早くノックをするべきだと分かっている。けれど、どうしても思い切ることができない。
騎士たちの視線を背後から感じ、ものすごく居た堪れないし、落ち着かない。
(やっぱり帰ろう)
メリンダが踵を返そうとしたそのとき、目の前の扉が静かに開いた。
「あっ……」
戸惑うメリンダの視界に飛び込んでくる、ステファンの笑顔。
「待っていたよ、メリンダ」
腕を引かれ、強く抱きしめられる。メリンダの背後で扉がパタンと閉まった。
「ステファン様、わたしは……」
「黙って」
ステファンがメリンダの口を塞ぐ。額に、頬に、唇に口づけながら指を絡め、腰をぐいっと抱き寄せた。
「違うんです! わたしはただ、こういうことをされては困ると伝えたくて……」
「本当に?」
ステファンはそう言ってメリンダを見つめる。ほんの数センチ動けば唇が触れ合うその距離で、ステファンはメリンダの頬を撫でた。
「君は『僕のことが好きじゃない』と、ここで、僕に向かって、そう言いきることができるの?」
「そ、れは……」
メリンダの瞳が左右に揺れる。ステファンは逃さないとばかりに、メリンダと額を重ね合わせた。

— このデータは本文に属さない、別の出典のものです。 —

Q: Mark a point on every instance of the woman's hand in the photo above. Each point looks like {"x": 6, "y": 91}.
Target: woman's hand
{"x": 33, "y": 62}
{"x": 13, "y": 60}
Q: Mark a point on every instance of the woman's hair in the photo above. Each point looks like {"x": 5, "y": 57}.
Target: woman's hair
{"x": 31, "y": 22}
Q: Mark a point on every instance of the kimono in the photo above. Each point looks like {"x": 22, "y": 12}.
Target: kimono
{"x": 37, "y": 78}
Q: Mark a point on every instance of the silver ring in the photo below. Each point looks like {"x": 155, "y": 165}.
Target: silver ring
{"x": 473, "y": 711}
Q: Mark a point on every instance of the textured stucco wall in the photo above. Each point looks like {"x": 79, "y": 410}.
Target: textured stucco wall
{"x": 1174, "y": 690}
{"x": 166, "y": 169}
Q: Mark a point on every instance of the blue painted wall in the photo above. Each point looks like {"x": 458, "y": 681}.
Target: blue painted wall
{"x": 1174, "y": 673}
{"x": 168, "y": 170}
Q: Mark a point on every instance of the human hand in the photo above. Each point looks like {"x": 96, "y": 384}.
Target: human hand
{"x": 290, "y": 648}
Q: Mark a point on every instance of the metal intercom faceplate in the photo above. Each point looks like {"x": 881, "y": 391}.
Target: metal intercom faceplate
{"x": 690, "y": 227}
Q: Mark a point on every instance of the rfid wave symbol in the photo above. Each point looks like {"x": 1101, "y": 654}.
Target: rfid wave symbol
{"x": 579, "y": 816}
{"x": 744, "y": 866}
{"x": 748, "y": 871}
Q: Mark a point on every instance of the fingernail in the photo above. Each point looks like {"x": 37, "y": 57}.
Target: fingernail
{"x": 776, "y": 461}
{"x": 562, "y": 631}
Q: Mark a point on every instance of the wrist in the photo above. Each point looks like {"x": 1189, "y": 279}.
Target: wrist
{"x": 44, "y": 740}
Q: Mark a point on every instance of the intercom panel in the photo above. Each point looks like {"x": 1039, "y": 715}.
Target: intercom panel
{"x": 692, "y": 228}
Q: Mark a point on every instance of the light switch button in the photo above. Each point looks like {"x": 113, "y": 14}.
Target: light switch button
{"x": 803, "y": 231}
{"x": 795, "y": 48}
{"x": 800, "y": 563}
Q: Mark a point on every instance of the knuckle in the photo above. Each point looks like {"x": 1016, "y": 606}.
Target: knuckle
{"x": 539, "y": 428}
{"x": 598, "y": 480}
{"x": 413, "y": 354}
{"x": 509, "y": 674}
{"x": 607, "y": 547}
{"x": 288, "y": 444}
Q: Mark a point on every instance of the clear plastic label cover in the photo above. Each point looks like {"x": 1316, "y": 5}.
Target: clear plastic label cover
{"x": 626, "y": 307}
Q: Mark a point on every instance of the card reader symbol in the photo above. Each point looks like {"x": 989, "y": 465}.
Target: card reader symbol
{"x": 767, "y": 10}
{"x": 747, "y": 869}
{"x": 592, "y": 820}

「迷惑だって。僕に触れられるのは嫌だって。もう二度と会うつもりはないって、そうハッキリと言えるの? 僕のことが嫌いだって、本気で?」
「違っ……わたし――――わたしは! ステファン殿下のことが好きです。大好きです! だけど、あなたには婚約者が――――」
彼女の言葉はそれ以上続かない。
ステファンは満足気に微笑むと、メリンダの唇を強引に奪う。
心が、身体が甘くて苦くてたまらない。
メリンダの瞳に涙が滲んだ。
「僕はメリンダが好きだ。君が欲しい。今すぐに」
それはこの二年間、聞きたくてたまらなかった言葉だ。
好きな人に愛されて、求められて、抗える人間がどれだけ居るだろう?
喜ばない人間が果たしているだろうか?
――――いや、居ない――――メリンダはそう自分に言い訳をしたくなる。
「僕は君と一緒に居たい。どうか、僕の側に居てくれ」
肌を撫でる手のひら、首筋を滑る唇に、メリンダはゴクリと唾を飲む。
(もう、どうとでもなってしまえ)
これ以上は無理だ。自分に嘘は吐けそうにない。
宙に浮かせていた己の腕を、メリンダはステファンに向かって伸ばす。
激しい口づけの合間、ステファンが口の端を上げ、満足気に微笑んだ気配がする。
メリンダは泥沼に沈みゆく己を自覚しつつ、彼と同じように微笑んだのだった。